我的数据框:
>datasetM
Mean
ENSORLG00000001933:tex11 2500.706
ENSORLG00000010797: 44225.330
ENSORLG00000003008:pabpc1a 11788.555
ENSORLG00000001973:sept6 3100.493
ENSORLG00000000997: 5418.796
需要输出:
>out
[1] "tex11" "ENSORLG00000010797" "pabpc1a" "sept6" "ENSORLG00000000997"
我尝试了这个,但我只检索分隔符之前的部分:
titles <- rownames(datasetM)
vapply(strsplit(titles,":"), `[`, 1, FUN.VALUE=character(1))

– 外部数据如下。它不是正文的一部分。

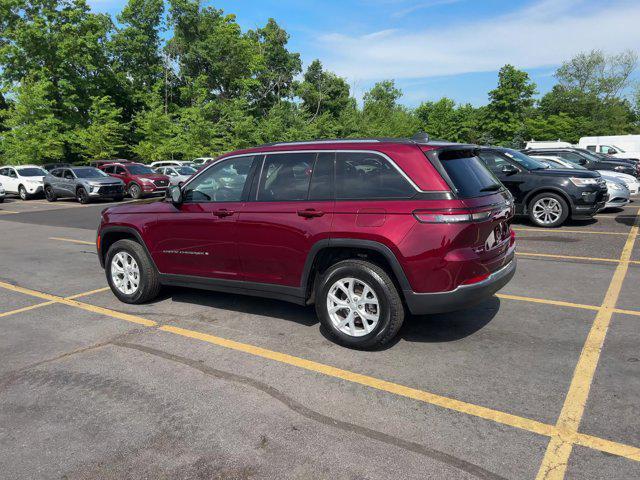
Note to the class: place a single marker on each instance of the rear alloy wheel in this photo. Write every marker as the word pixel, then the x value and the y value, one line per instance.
pixel 23 193
pixel 49 194
pixel 358 304
pixel 135 191
pixel 548 210
pixel 82 196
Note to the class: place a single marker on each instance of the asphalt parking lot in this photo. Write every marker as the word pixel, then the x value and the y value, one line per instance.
pixel 541 381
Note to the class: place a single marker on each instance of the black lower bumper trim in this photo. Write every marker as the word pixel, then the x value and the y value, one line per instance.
pixel 462 297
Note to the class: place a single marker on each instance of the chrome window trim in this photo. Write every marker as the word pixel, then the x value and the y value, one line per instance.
pixel 278 152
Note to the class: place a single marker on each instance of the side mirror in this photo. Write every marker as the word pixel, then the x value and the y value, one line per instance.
pixel 175 193
pixel 509 170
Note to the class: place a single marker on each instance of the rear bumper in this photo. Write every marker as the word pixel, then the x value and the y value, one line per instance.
pixel 461 297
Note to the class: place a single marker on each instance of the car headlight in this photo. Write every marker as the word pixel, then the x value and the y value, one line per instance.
pixel 581 182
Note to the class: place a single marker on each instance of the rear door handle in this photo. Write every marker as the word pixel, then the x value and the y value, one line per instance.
pixel 310 213
pixel 223 212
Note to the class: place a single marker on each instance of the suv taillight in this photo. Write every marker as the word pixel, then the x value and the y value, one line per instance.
pixel 451 216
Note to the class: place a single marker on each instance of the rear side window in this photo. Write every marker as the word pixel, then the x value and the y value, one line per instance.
pixel 469 175
pixel 285 177
pixel 362 176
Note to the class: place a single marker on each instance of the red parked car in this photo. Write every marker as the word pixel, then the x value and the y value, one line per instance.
pixel 363 229
pixel 139 179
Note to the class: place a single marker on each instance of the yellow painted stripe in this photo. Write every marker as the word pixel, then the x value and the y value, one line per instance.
pixel 546 230
pixel 26 309
pixel 545 301
pixel 372 382
pixel 84 306
pixel 554 463
pixel 72 240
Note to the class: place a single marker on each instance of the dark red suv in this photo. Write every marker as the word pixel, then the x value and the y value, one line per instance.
pixel 363 229
pixel 139 179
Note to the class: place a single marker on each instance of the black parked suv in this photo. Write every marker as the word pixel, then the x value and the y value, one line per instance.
pixel 588 160
pixel 547 196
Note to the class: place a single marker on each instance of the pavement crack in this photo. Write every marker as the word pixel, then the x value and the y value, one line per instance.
pixel 443 457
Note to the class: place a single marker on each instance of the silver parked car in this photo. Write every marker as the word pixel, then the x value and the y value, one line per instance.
pixel 83 184
pixel 177 174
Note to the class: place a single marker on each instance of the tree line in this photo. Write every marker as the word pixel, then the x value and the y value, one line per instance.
pixel 77 85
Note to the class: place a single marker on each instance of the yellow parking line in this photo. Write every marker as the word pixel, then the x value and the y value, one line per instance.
pixel 26 309
pixel 545 230
pixel 545 301
pixel 556 458
pixel 84 306
pixel 72 240
pixel 52 302
pixel 497 416
pixel 568 257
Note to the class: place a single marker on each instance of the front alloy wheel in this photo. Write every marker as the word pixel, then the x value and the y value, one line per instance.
pixel 548 210
pixel 353 307
pixel 125 273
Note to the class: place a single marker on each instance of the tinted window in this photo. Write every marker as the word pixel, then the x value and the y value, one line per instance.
pixel 223 182
pixel 89 172
pixel 368 176
pixel 493 161
pixel 31 172
pixel 322 177
pixel 469 175
pixel 140 170
pixel 285 177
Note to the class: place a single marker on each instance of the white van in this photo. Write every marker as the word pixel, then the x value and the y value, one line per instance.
pixel 548 144
pixel 620 146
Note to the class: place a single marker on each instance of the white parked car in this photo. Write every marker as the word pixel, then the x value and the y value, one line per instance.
pixel 197 162
pixel 630 181
pixel 177 175
pixel 619 146
pixel 25 180
pixel 169 163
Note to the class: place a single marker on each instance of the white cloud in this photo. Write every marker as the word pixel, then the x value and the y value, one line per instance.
pixel 539 35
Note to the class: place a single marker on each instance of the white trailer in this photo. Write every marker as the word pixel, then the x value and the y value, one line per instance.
pixel 620 146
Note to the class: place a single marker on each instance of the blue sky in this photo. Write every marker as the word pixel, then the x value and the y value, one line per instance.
pixel 435 48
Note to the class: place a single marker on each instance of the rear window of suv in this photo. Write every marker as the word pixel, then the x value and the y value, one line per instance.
pixel 469 175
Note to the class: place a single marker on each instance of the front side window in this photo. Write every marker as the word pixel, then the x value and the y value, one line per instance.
pixel 286 177
pixel 223 182
pixel 368 176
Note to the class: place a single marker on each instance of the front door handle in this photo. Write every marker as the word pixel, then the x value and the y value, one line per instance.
pixel 310 213
pixel 223 212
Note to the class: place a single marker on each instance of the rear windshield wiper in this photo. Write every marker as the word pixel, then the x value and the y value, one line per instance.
pixel 492 188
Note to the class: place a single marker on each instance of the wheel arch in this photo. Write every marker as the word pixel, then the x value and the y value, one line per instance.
pixel 546 189
pixel 110 235
pixel 325 253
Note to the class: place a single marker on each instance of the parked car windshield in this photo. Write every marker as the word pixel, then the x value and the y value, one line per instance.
pixel 185 170
pixel 89 173
pixel 140 170
pixel 524 160
pixel 31 172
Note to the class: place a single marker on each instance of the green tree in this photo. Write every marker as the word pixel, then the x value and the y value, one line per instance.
pixel 102 137
pixel 509 104
pixel 277 66
pixel 34 134
pixel 323 92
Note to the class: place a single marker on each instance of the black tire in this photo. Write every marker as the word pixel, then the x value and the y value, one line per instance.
pixel 135 191
pixel 149 284
pixel 82 196
pixel 49 194
pixel 391 313
pixel 553 197
pixel 22 192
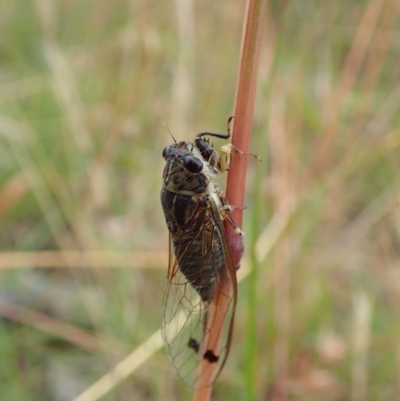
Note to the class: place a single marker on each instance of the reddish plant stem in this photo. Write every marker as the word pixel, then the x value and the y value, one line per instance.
pixel 242 124
pixel 243 121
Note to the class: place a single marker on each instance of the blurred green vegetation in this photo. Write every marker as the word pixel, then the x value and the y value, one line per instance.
pixel 85 89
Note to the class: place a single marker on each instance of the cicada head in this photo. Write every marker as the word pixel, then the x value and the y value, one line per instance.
pixel 183 172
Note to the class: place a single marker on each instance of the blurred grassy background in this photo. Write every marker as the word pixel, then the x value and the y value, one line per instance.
pixel 85 89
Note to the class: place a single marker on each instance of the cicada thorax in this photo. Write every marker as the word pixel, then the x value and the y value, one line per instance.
pixel 196 240
pixel 207 151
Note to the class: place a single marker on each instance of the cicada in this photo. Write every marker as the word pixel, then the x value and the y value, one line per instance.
pixel 195 208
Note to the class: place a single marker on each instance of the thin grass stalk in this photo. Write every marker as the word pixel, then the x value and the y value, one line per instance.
pixel 243 113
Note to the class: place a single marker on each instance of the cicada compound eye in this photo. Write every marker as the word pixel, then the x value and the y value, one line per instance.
pixel 192 164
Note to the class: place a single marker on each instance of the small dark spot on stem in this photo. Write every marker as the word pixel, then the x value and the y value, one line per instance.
pixel 210 356
pixel 194 345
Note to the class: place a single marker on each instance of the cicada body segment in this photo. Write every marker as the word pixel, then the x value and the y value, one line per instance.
pixel 195 302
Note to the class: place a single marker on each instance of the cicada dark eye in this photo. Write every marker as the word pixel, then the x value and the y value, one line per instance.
pixel 193 164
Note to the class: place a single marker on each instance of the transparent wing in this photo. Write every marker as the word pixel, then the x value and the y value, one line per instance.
pixel 191 323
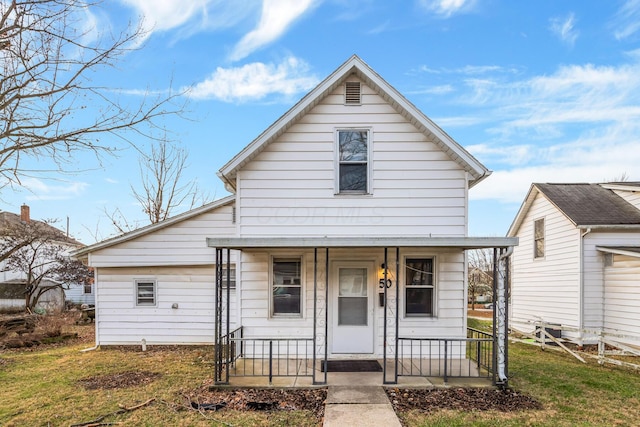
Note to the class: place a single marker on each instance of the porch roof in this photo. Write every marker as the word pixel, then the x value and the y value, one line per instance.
pixel 361 242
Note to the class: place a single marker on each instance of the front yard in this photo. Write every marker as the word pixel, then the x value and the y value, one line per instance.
pixel 58 385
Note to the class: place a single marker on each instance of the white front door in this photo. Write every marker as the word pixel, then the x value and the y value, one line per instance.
pixel 352 314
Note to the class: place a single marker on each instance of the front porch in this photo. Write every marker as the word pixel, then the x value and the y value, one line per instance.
pixel 407 356
pixel 291 363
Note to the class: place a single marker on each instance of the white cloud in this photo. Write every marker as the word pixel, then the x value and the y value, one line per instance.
pixel 626 21
pixel 39 190
pixel 447 8
pixel 191 15
pixel 255 81
pixel 564 28
pixel 277 16
pixel 578 124
pixel 433 90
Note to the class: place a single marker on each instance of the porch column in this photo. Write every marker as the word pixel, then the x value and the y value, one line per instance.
pixel 217 377
pixel 500 315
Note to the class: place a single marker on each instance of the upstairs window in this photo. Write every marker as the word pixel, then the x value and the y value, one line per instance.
pixel 286 287
pixel 352 94
pixel 353 161
pixel 538 238
pixel 419 287
pixel 146 292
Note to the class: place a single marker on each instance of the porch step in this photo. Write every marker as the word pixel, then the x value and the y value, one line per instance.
pixel 359 406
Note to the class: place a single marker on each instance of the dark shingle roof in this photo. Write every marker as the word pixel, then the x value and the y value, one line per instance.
pixel 7 219
pixel 591 204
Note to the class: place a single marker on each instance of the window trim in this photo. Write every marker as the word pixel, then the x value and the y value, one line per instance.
pixel 337 163
pixel 286 256
pixel 136 296
pixel 542 239
pixel 434 286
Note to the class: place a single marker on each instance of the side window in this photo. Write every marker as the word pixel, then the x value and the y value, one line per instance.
pixel 538 237
pixel 419 287
pixel 353 161
pixel 146 292
pixel 286 289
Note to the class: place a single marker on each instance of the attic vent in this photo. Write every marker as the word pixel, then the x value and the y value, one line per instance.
pixel 352 93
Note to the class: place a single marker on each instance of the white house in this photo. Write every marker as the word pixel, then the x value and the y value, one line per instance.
pixel 13 281
pixel 344 235
pixel 578 262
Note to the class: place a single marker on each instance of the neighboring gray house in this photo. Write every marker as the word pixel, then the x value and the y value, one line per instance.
pixel 578 262
pixel 12 282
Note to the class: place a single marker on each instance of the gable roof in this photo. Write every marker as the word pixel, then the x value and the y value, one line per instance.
pixel 81 253
pixel 585 205
pixel 354 66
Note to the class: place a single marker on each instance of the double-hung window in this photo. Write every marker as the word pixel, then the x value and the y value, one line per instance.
pixel 538 237
pixel 286 289
pixel 419 287
pixel 146 292
pixel 353 161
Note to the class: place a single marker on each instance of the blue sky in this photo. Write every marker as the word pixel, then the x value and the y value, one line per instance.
pixel 539 91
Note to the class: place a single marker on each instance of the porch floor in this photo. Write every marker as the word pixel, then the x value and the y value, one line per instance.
pixel 254 373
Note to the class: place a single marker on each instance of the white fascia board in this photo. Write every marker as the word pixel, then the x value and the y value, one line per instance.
pixel 522 212
pixel 621 187
pixel 361 242
pixel 82 253
pixel 620 251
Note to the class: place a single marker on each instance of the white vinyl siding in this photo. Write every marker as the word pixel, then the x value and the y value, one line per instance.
pixel 289 188
pixel 622 299
pixel 546 288
pixel 120 321
pixel 594 271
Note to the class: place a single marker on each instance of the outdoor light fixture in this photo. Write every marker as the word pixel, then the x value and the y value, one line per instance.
pixel 384 276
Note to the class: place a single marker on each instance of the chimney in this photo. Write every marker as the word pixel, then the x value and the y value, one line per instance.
pixel 24 214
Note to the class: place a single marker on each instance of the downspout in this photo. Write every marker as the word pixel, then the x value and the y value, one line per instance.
pixel 581 290
pixel 501 307
pixel 95 308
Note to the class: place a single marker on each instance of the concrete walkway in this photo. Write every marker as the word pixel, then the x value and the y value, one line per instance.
pixel 356 406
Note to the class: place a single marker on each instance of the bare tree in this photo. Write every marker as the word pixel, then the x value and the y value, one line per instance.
pixel 162 189
pixel 480 273
pixel 49 108
pixel 162 186
pixel 40 260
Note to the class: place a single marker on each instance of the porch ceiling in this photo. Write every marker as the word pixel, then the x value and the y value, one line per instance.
pixel 361 242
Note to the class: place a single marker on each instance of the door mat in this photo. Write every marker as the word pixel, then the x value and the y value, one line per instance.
pixel 351 366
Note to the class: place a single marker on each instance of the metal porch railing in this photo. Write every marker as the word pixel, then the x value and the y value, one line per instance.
pixel 470 357
pixel 267 357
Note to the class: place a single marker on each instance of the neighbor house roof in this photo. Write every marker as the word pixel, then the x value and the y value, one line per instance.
pixel 9 219
pixel 355 66
pixel 585 205
pixel 81 253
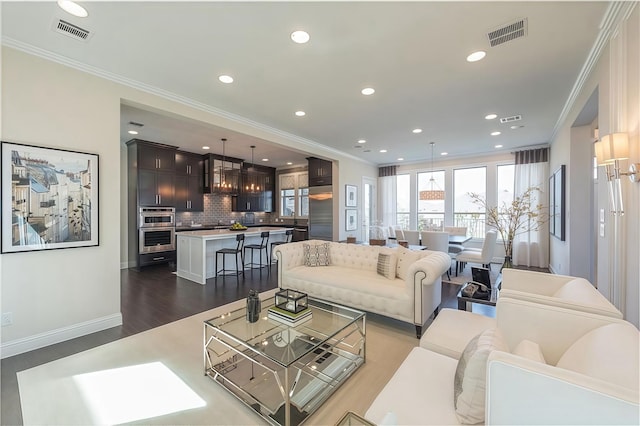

注意:ENS000的替代品中没有逻辑:名称和ENS00:
注2:ENSOR是rownames
注3:当“:”之后没有任何内容时,我想要ENSOR
答案 0 :(得分:3)
以下是基础R 的解决方案:
sapply(strsplit(rownames(df), ":"), function(x) x[length(x)])
# [1] "tex11" "ENSORLG00000010797" "pabpc1a" "sept6"
# [5] "ENSORLG00000000997"
使用sub
的另一个解决方案可能更简单:
sub("^\\w+:(?=\\w)|:", "", rownames(df), perl = TRUE)
# [1] "tex11" "ENSORLG00000010797" "pabpc1a" "sept6"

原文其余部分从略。